Since the Oct. 7 attacks on Israel by Hamas that left at least 1,200 dead, this military support has increased. Last week, one Israeli military official offered an appraisal of the support in an interview with the Wall Street Journal.

“There’s nothing that Israel can say that it has not gotten. Israel got basically what it needed,” said the official, who was not named by the Journal. “When you look into the future, I don’t think it’s necessarily going to stay like that”

Gaza’s spiraling, unprecedented humanitarian catastrophe

Could the age of U.S. military support for Israel be about to change? Biden may have suggested not in his interview with MSNBC, where he seemingly contradicted his own “red line” on Rafah. “I’m never going to leave Israel. The defense of Israel is still critical,” Biden said. “So there’s no red line [in which] I’m going to cut off all weapons so they don’t have the Iron Dome to protect them.”

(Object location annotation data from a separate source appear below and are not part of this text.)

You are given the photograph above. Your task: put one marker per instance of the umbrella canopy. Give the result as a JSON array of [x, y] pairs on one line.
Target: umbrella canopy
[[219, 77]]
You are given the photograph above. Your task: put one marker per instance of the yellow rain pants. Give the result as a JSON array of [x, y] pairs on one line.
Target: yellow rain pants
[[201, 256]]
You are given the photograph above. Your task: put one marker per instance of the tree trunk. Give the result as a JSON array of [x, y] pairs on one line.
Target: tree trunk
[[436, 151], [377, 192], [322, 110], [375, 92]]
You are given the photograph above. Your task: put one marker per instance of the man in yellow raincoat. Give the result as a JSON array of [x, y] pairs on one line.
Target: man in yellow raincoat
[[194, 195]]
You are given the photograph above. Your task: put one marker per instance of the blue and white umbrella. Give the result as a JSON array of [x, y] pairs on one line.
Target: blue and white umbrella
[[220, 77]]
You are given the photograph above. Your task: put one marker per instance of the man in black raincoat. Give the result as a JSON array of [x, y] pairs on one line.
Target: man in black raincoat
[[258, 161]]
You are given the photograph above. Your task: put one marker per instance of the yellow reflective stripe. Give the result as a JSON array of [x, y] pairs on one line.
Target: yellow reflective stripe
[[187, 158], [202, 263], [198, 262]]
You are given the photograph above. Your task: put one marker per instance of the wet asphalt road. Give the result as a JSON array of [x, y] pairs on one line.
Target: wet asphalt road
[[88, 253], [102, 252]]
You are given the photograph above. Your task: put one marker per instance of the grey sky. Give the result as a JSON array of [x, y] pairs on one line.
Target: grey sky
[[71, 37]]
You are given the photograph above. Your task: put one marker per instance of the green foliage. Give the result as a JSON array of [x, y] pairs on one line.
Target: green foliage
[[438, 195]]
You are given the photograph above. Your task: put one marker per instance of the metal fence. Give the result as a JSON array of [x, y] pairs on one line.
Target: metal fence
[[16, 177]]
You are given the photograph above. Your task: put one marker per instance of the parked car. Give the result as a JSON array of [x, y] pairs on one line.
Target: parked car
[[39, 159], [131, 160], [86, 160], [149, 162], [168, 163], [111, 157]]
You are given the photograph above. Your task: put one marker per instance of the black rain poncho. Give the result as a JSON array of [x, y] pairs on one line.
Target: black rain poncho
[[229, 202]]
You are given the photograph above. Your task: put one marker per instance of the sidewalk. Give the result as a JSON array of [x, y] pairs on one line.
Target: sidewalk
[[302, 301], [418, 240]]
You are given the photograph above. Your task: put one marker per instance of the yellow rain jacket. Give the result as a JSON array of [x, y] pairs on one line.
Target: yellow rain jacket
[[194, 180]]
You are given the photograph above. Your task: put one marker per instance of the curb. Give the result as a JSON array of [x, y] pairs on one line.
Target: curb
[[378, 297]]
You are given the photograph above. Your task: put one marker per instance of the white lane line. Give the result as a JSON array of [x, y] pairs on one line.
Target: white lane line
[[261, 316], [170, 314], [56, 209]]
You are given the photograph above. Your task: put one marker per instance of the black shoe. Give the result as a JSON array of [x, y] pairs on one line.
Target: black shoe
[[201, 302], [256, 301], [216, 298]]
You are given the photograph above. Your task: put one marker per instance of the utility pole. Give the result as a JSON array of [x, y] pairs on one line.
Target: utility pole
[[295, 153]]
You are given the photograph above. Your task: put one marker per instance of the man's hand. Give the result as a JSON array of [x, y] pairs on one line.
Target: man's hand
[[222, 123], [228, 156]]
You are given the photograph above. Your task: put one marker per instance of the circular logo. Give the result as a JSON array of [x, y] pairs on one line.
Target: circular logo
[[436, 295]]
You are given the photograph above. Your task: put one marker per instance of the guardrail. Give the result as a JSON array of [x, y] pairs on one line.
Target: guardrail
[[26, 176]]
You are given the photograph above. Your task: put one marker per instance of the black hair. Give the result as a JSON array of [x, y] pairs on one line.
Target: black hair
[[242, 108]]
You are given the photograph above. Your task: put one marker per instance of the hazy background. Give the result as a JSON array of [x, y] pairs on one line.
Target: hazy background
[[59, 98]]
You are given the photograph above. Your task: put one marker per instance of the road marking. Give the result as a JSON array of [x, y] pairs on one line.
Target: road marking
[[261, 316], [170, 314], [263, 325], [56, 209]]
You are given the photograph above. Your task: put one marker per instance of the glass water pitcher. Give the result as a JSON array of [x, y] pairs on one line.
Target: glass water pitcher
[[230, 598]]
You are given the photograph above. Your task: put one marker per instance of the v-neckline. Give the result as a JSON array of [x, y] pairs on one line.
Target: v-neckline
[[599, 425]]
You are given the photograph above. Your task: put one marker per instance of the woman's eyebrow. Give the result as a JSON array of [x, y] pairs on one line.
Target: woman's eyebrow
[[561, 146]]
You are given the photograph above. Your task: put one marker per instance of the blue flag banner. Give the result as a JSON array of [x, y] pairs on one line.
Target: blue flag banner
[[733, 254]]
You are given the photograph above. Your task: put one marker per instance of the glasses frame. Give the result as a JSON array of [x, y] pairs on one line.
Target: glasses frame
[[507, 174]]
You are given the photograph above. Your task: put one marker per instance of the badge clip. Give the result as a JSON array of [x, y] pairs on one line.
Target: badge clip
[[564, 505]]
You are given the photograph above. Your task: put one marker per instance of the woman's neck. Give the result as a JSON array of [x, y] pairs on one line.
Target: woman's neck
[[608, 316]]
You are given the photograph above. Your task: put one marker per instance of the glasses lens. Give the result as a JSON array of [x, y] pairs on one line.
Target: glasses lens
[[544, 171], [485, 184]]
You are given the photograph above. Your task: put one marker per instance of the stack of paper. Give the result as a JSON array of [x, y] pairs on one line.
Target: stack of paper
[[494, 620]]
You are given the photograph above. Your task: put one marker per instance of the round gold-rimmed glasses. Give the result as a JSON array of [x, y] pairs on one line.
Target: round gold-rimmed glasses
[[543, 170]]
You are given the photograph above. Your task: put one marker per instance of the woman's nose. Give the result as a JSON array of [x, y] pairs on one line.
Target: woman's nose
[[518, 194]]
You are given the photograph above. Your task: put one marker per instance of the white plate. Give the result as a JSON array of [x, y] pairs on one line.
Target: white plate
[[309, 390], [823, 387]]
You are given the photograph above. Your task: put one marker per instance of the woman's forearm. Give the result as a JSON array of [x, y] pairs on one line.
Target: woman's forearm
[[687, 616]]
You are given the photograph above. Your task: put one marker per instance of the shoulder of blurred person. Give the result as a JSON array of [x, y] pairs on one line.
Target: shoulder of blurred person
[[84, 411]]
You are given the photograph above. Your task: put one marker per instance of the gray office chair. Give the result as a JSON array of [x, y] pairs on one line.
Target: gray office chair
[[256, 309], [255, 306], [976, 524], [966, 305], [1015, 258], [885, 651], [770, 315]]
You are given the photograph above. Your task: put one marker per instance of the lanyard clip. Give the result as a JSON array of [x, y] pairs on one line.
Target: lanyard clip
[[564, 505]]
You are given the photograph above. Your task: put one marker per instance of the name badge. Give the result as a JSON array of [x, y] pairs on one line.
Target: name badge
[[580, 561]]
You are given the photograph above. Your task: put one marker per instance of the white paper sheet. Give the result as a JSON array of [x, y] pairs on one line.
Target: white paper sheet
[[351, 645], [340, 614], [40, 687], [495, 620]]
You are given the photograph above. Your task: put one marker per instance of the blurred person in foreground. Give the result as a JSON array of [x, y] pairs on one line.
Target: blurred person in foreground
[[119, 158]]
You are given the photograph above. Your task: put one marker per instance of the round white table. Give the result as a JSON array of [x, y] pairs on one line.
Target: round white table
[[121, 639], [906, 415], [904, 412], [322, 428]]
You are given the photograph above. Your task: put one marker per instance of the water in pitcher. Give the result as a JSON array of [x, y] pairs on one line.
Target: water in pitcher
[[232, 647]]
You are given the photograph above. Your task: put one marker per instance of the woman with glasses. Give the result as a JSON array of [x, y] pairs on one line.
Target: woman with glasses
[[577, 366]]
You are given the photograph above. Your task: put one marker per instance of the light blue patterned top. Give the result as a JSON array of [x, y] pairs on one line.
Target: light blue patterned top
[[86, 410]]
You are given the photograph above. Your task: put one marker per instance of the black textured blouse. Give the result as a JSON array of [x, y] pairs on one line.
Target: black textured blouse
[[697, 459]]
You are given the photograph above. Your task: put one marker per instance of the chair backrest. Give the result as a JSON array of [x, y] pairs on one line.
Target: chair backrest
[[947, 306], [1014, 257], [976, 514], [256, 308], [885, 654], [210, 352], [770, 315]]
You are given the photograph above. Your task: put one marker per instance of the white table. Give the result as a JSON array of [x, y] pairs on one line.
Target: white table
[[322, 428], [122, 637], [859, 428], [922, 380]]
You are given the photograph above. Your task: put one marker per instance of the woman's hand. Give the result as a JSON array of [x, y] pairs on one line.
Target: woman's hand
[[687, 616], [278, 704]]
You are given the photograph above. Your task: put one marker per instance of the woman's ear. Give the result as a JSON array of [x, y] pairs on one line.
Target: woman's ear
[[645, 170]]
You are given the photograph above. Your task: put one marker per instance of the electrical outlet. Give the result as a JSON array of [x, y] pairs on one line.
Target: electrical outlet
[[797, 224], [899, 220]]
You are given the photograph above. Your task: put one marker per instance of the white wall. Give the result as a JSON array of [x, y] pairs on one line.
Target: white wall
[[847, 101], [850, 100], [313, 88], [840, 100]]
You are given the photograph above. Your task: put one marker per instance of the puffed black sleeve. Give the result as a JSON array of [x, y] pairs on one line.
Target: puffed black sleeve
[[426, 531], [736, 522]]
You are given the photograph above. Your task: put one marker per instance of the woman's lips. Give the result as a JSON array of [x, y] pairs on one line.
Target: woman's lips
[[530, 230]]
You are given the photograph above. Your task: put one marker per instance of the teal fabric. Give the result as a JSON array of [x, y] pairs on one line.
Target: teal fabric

But the mounting public anger over the huge toll in Gaza is hard for Biden to ignore. It may signify a permanent shift for Democrats. As Today’s WorldView reported last month, polling data suggests that the Democrats have become more divided on the Israel-Palestinian conflict since the conflict began on Oct. 7. Several U.S. lawmakers have called on the Biden administration to condition aid to Israel on humanitarian grounds, if not cut if off completely.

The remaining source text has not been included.